Ab 12 Uhr versammelten sich nach Angaben beteiligter Gruppen in der Spitze bis zu 10.000 Streikende. Vom Halleschen Tor ging es weiter zum Oranienplatz. Dort schlossen sich ab 16 Uhr auch zunehmend solidarische Erwachsene an, unter ihnen viele Gewerkschafter:innen.

Vom Oranienplatz ging es, nach einer etwas langen Zwischenversammlung, weiter Richtung Neukölln. Der Demozug wurde vom harten Kern der Schüler:innen angeführt, denen die Kälte nichts anzuhaben schien.

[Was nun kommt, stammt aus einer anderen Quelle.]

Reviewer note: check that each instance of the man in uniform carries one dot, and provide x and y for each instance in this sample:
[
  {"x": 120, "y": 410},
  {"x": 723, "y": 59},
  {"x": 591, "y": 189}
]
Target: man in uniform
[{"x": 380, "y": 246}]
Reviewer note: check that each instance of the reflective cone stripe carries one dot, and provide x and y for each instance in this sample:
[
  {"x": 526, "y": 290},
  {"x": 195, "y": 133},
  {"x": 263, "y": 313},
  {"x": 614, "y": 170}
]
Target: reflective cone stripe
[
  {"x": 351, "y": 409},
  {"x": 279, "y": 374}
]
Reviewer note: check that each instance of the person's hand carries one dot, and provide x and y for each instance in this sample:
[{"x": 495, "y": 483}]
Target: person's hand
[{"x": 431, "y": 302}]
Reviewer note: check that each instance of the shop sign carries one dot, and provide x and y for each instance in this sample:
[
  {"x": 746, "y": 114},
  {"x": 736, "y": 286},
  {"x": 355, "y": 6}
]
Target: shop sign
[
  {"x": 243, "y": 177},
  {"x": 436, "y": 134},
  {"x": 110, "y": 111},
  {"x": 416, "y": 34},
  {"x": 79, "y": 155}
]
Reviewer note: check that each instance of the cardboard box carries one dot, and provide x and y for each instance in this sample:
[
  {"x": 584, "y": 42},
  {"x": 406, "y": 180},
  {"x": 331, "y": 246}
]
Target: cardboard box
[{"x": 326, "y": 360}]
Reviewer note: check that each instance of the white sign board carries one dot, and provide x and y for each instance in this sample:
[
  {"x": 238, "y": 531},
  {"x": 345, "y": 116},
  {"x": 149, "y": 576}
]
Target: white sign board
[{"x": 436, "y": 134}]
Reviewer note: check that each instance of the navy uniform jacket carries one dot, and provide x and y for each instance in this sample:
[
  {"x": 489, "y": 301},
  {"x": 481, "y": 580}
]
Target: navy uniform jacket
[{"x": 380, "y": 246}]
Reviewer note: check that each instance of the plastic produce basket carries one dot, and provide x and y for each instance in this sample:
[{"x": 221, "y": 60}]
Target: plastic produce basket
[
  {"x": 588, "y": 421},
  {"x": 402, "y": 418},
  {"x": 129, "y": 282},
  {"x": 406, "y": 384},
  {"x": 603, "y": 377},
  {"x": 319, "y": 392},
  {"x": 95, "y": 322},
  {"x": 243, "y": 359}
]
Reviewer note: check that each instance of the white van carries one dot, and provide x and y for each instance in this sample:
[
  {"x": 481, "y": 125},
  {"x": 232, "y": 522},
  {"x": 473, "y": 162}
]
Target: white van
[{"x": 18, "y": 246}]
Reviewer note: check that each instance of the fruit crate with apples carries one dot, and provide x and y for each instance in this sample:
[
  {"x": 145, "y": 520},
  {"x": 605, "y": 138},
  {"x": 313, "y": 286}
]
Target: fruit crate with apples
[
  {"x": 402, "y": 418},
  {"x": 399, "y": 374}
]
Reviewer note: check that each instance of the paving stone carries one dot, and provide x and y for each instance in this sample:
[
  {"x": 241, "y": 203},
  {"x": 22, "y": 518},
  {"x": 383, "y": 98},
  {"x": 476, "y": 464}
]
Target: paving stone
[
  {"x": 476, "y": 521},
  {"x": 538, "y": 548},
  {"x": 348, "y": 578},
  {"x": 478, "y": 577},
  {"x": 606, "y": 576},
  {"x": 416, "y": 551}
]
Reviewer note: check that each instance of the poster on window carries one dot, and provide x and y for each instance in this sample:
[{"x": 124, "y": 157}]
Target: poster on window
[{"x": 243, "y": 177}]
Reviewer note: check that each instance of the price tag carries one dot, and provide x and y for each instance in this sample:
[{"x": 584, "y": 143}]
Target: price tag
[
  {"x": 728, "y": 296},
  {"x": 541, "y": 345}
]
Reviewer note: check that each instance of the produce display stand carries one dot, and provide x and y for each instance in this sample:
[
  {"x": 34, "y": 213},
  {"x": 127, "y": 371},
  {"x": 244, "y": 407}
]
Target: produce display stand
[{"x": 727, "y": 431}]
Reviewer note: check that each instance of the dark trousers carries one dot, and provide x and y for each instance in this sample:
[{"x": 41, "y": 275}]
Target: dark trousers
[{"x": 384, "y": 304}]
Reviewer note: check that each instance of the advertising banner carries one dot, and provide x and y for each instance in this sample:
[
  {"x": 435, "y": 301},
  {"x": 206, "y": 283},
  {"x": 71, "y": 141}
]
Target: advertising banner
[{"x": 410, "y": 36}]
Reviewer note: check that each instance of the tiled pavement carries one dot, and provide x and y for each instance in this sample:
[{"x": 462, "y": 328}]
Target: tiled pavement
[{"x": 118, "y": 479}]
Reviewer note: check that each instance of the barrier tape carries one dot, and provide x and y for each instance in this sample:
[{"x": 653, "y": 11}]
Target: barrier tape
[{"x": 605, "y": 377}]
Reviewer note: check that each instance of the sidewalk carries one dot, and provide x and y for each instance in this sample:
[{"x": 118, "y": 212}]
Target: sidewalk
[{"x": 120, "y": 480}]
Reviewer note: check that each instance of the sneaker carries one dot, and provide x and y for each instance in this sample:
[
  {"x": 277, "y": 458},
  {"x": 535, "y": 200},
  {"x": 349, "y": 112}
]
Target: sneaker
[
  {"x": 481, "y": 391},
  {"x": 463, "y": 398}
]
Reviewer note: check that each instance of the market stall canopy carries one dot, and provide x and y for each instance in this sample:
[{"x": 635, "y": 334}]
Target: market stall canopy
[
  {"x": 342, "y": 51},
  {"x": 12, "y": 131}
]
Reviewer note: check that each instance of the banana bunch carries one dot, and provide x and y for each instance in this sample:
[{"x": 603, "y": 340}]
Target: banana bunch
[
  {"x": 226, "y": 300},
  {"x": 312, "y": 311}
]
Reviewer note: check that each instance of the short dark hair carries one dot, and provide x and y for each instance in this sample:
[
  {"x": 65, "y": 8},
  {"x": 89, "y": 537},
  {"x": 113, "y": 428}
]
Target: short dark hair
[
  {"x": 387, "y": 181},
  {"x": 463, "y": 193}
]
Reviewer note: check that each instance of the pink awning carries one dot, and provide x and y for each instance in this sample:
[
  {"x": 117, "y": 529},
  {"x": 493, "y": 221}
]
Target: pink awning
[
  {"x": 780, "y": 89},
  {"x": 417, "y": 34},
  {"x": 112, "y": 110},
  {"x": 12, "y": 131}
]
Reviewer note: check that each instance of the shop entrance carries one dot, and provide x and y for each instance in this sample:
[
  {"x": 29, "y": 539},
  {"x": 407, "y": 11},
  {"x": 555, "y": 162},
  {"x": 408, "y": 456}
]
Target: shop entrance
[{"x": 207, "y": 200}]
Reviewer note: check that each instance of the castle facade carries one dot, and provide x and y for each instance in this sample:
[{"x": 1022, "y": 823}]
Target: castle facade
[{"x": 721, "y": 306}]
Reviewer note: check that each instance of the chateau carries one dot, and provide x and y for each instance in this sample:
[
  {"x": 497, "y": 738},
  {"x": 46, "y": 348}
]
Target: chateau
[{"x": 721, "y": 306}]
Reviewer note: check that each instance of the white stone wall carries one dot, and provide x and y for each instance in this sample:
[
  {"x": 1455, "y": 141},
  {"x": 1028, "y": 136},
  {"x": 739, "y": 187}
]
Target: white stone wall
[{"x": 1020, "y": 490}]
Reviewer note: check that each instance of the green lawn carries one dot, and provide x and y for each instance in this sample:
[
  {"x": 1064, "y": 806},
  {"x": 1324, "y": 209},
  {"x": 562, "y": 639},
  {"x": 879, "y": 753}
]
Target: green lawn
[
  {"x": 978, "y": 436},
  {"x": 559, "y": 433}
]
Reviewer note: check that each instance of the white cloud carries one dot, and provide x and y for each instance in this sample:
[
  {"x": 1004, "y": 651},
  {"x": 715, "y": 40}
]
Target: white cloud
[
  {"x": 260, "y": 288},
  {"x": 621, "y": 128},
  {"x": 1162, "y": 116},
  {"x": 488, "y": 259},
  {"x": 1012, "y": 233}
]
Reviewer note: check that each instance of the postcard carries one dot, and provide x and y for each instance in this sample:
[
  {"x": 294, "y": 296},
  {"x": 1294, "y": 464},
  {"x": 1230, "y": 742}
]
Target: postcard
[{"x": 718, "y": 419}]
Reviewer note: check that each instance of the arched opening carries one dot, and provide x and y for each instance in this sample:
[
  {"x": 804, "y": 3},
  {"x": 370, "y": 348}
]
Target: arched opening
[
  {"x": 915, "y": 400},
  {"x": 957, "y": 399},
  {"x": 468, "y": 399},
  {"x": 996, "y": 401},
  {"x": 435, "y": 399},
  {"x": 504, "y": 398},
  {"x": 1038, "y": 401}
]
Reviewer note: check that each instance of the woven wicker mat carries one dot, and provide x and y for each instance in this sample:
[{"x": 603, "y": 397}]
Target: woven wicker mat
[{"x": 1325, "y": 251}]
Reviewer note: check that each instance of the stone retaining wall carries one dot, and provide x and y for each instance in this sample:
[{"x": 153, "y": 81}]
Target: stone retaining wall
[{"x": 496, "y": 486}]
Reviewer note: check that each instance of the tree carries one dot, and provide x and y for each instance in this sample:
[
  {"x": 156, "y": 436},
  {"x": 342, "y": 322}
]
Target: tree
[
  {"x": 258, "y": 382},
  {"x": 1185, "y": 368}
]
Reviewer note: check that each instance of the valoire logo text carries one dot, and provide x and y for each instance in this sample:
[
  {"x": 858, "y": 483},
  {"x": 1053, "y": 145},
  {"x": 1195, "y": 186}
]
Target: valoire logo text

Durchgehend von klassenkämpferischen Parolen begleitet, ging es am Kottbusser Tor vorbei. Vom Dach des „Zentrum Kreuzberg“ wurde die Demo mit einem Bannerdrop begrüßt. Wer in den dunklen Nachthimmel über sich schaute, erkannte in großen Lettern: „Nein zur Wehrpflicht“ über der Straße, während unten die passenden Sprechchöre angestimmt wurden. Einige Passant:innen signalisierten ihre Zustimmung, andere spähten interessiert nach den Plakaten. Am Hermannplatz gab es eine weitere Verzögerung und die Demo schmolz nun wirklich auf den harten Kern, der am Ende eines langen Streiktages erfolgreich das Rathaus Neukölln erreichte.

Auf der Nachmittagsdemo bildete sich ein Gewerkschaftsblock. Mitglieder von Junge GEW, GEW und Arbeitskreis Internationalismus liefen gemeinsam in der Demo und zeigten ihre Solidarität mit den Schüler:innen.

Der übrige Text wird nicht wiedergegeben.